Once we acknowledged that change is necessary, the question becomes how such changes are made. This is as much a question of governance as it is of technology. Who gets to make the decision? Who gets veto power? Does everyone have to agree? What happens to participants who are not on board with the new plan?

Systems can be limited because of a failure in either domain. Some protocols were designed with insufficient versioning and forwards-compatibility; that means it is very difficult for them to operate in a heterogeneous environment consisting of “old” and “new” versions existing side-by-side. That makes it very difficult to introduce upgrades, because everyone must coordinate on a “flag-day” to upgrade everything at once. In other cases, the design is flexible enough to allow small, local improvements, but the incentives for upgrading are absent. Perhaps the benefits for upgrade are not compelling enough or there is no single entity in charge of the system capable of forcing all participants to go along.

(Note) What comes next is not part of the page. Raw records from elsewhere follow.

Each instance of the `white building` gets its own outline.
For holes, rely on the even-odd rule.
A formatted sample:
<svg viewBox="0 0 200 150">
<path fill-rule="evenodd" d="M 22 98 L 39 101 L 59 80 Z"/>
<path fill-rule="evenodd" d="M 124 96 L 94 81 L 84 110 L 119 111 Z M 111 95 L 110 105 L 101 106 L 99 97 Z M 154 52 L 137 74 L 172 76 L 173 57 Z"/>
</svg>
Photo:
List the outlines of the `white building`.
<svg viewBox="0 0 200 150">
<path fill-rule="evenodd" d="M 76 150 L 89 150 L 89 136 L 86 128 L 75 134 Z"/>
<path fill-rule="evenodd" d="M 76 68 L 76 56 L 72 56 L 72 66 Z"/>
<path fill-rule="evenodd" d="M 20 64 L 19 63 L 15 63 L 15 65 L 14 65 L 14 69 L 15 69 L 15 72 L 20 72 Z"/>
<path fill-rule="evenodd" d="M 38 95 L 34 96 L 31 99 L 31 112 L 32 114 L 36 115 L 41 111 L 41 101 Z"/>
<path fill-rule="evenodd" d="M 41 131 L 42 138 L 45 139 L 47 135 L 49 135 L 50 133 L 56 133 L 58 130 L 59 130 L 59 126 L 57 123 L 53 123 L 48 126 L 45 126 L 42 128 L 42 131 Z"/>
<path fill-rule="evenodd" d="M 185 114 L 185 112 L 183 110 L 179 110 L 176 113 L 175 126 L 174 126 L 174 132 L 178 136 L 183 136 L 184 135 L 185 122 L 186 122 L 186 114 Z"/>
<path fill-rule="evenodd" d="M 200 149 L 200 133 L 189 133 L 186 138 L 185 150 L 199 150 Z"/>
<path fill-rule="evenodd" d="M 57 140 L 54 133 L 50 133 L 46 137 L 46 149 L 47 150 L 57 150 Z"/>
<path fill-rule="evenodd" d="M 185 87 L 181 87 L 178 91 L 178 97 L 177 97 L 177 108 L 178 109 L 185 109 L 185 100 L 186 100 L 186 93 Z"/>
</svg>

For example, credit-card networks have long been aware of the vulnerabilities associated with magnetic-stripe cards. Yet it has been a slow uphill battle to get issuing-banks to replace existing cards and especially merchants to upgrade their point-of-sale terminals to support EMV. Incidentally that is a relatively centralized system: card-networks such as Visa and MasterCard sit in the middle of every transaction, mediating the movement of funds from the bank that issued the credit-card to the merchant. Visa/MC call the shots around who gets to participate in this network and under what conditions, with some limits defined by regulatory watch-dogs worried about concentration in this space. In fact it was their considerable leverage over banks/merchants which allowed card networks to push for EMV upgrade in the US, by dangling economic incentives/penalties in front of both sides. Capitalizing on the climate of panic in the aftermath of Target data-breach, these networks were able to move forward with their upgrade objectives.